5. Gewahrsein reguliert das homöostatische Gleichgewicht jederzeit über das Spürbewusstsein
Im Leben gibt es Situationen, in denen es ratsam ist, zu hundert Prozent auf einen Punkt fokussiert zu sein. Wer zum Beispiel im Straßenverkehr plötzlich zu einer Vollbremsung gezwungen ist, wird in diesem Augenblick automatisch sein gesamtes physisches, geistiges und intuitives Potenzial dafür einsetzen, einen Unfall zu vermeiden. Gibt man sich dagegen in einer völlig entspannten Situation irgendwelchen Tagträumen hin, liegt keinerlei Fokussierung vor, das heißt, in diesem Moment könnte potenziell alles Denk- und Vorstellbare Gegenstand unseres Bewusstseins werden.

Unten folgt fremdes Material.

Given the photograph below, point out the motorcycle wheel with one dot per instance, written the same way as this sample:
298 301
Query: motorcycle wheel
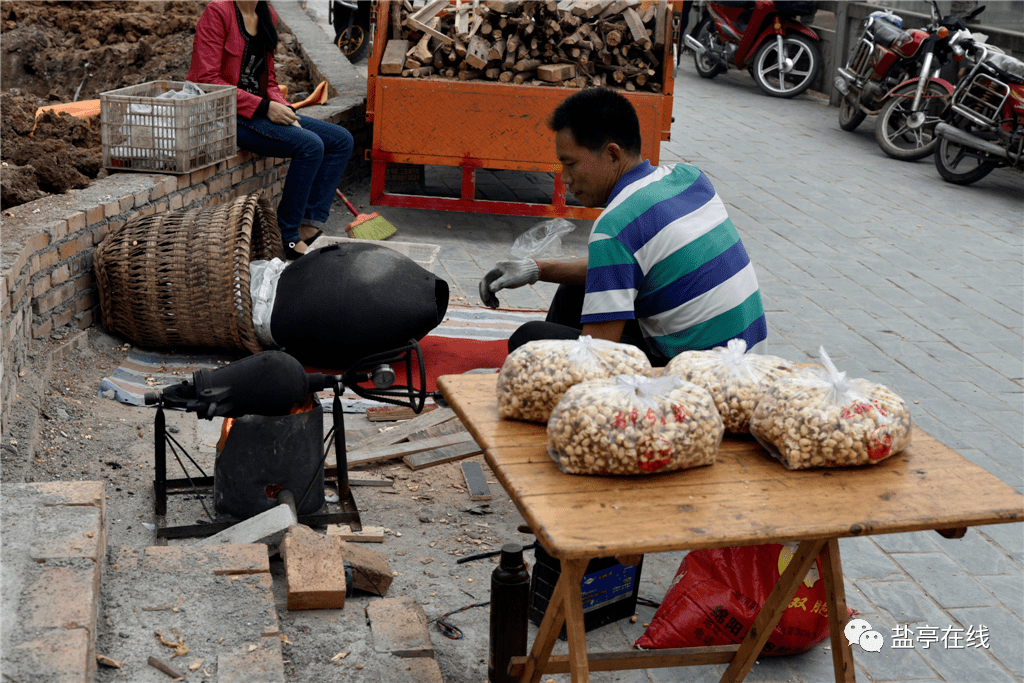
353 42
961 165
806 65
850 115
707 67
892 132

Ein hohes Gewahrsein ist dadurch gekennzeichnet, dass sowohl der jeweilige Fokussierungsgrad bewusst ist, als auch dass ein sicheres Gespür dafür vorhanden ist, welcher Grad in einer spezifischen Situation angemessen ist. Dann ist gar kein aktiver Willensakt mehr erforderlich, um sich auf etwas Bestimmtes zu konzentrieren. Stattdessen ist die Konzentration das Resultat eines hochintelligenten intuitiven Abwägungsprozesses, der die jeweils optimale Ausrichtung des dem Gesamtsystem zur Verfügung stehenden Potenzials festlegt. Gewahrsein steuert also ohne jede Anstrengung die Konzentration so, dass interne Bedürfnisse und externe Gegebenheiten im Gleichgewicht sind. Damit sind wir bei der sechsten und vorläufig letzten Definition angekommen:
6. Bei einem hoch entwickelten Gewahrsein fokussieren und handeln wir entsprechend den Erfordernissen der jeweiligen Situation
Wir alle kennen Situationen, in denen wir nicht wissen, ob wir den logischen Argumenten folgen sollen, die unser Kopf uns liefert, oder ob es besser wäre, sich auf unser Bauchgefühl zu verlassen. Solche Probleme tauchen nur auf, wenn Verstand und Gefühl nicht ausreichend vernetzt und synchronisiert sind. In diesem Zusammenhang spreche ich von einer emo-kognitiven Unschärferelation, die besagt, dass man nicht gleichzeitig klar denken und intensiv fühlen kann. Jeder, der einmal während einer orgiastischen Ekstase versucht hat, eine komplizierte mathematische Aufgabe zu lösen, wird aus eigener Erfahrung wissen, dass es unmöglich ist, beide Vorgänge in gleicher Qualität gleichzeitig zu erleben.
Dies ist zwar auch bei einem hohen Gewahrsein nicht möglich, doch löst es für uns den Konflikt automatisch, indem es einem der beiden Vorgänge zu einem Zeitpunkt X Vorrang vor dem anderen einräumt, und zwar demjenigen, der unter instantaner Abwägung aller Wirkungen, die sich aus der Entscheidung, wofür wir uns fokussieren ergeben, den größtmöglichen Nutzen verspricht, und dies nicht nur für den Augenblick selbst, sondern auch für die zukünftigen Wirkungen. Man könnte sagen, dass das Gewahrsein entspannt und zuverlässig zugleich in jedem Augenblick eine Nutzen-Schaden-Abwägung durchführt, basierend auf dem, was uns guttut und ebenso allen anderen, die in einen bestimmten Kommunikationsprozess eingebunden sind. So gesehen ist das Gewahrsein ein unermüdlicher Initiator von Win-win-Situationen. Da selten alle an einem Kommunikationsprozess Beteiligten ein gleich hohes Gewahrsein haben und bei jedem Einzelnen der Grad des Gewahrseins situativen Schwankungen unterliegt, sind Win-win-Situationen immer auch davon abhängig, wie stark die Kraft des Gewahrseins bei unseren Kommunikationspartnern entwickelt ist.